- Cut the that: One of the simplest ways to make your writing seem more polished is by cutting out any extraneous that from relative clauses. Relative clauses contain a subject and a verb and begin with a relative pronoun, such as who, whom, whose, which, or that (the pronoun itself can be the subject), or a relative adverb, such as where, when, or why. For example, “that you know the final score” and “who played violin” are both relative clauses. Most of the time, if there’s another subject besides that, you can cut the that right out. Instead of “I heard that you know the final score,” use “I heard you know the final score.”
- Be direct: There are some phrases in English that are big on presence and small on meaning. While they may seem impressive, they actually dilute the sentence. Here are some examples: in order that, for the purpose of, for all intents and purposes. Even in technical or formal writing, these phrases get in the way. There are much simpler ways of saying the same thing: in order that = to, so that; for the purpose of = because, to; for all intents and purposes = [nothing—you can usually cut]. The context dictates what the replacement is.
- Zap adverbs with verbs: Not all adverbs are useless. Some can convey a meaning that a verb alone can’t quite capture. But using a more descriptive verb thrusts an image more clearly into the readers mind. “I ran fast across the field” is not nearly as piquant as “I zipped across the field.”

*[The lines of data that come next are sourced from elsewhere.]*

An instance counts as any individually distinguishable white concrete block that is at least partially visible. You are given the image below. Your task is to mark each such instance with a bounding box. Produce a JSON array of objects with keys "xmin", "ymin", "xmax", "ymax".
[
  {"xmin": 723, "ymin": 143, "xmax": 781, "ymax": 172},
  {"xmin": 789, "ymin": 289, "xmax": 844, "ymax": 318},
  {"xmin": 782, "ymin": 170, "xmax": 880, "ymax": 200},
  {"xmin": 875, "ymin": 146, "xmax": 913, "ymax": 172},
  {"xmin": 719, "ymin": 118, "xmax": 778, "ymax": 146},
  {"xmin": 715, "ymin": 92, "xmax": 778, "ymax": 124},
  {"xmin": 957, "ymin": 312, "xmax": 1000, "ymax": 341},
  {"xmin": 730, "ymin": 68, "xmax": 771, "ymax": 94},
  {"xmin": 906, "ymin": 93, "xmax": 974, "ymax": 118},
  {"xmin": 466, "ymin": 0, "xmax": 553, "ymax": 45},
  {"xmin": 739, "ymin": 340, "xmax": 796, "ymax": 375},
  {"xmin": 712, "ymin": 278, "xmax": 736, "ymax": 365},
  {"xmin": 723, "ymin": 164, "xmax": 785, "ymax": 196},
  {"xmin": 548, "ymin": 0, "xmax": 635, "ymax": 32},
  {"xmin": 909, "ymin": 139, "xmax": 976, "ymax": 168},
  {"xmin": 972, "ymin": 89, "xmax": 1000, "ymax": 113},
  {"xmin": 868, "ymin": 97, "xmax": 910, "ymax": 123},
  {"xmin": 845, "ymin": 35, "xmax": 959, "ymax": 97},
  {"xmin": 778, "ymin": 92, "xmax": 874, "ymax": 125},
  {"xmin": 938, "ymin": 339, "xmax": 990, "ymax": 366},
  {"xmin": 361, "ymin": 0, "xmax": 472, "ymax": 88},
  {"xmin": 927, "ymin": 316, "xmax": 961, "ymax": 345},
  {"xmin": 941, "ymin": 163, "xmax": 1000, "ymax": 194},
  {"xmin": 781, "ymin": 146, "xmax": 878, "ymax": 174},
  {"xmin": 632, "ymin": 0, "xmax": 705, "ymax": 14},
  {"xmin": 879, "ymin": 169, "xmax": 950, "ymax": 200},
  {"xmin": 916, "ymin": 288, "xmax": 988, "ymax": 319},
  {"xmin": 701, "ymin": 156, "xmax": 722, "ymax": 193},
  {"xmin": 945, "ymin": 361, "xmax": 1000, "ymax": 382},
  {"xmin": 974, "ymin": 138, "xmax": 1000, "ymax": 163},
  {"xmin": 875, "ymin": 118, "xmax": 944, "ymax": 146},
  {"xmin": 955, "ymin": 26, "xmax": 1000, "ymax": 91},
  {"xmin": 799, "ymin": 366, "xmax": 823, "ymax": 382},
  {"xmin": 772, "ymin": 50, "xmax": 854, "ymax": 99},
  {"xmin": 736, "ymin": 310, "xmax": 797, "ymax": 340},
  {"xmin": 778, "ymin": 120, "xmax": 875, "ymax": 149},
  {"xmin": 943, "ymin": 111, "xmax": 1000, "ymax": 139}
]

- Get words: The right word can save you three—or more. For example, “spindrift” creates more interest and conveys more meaning than “spray blown from waves during a gale.” Creating word pictures requires reaching into your brain and pulling out the right phrasing from the vocabulary you have. Never stop seeking out new ways to communicate.
- Become active: Passive sentences require more words to say the same thing, and they add a layer of disconnect between the reader and the prose. Sometimes passive is unavoidable (and sometimes it’s useful), but active is usually better.
- Don’t think: Well, you should think, of course, but don’t tell the reader you are. If you’re writing an opinion piece, the reader knows it’s your opinion. So, there’s no need to say “I think” or “in my opinion.”
- Keep it simple: Most of the time, you should avoid present continuous/present progressive verbs. You’ll usually know these by the following format: form of to be (is, are, am) + [verb]ing. For example, avoid “I am hiking” or “he is moonwalking” and stick with the simple present: “I hike” or “he moonwalks.” The same is true with past tense verbs. Eschew “they were traveling” for “they traveled.”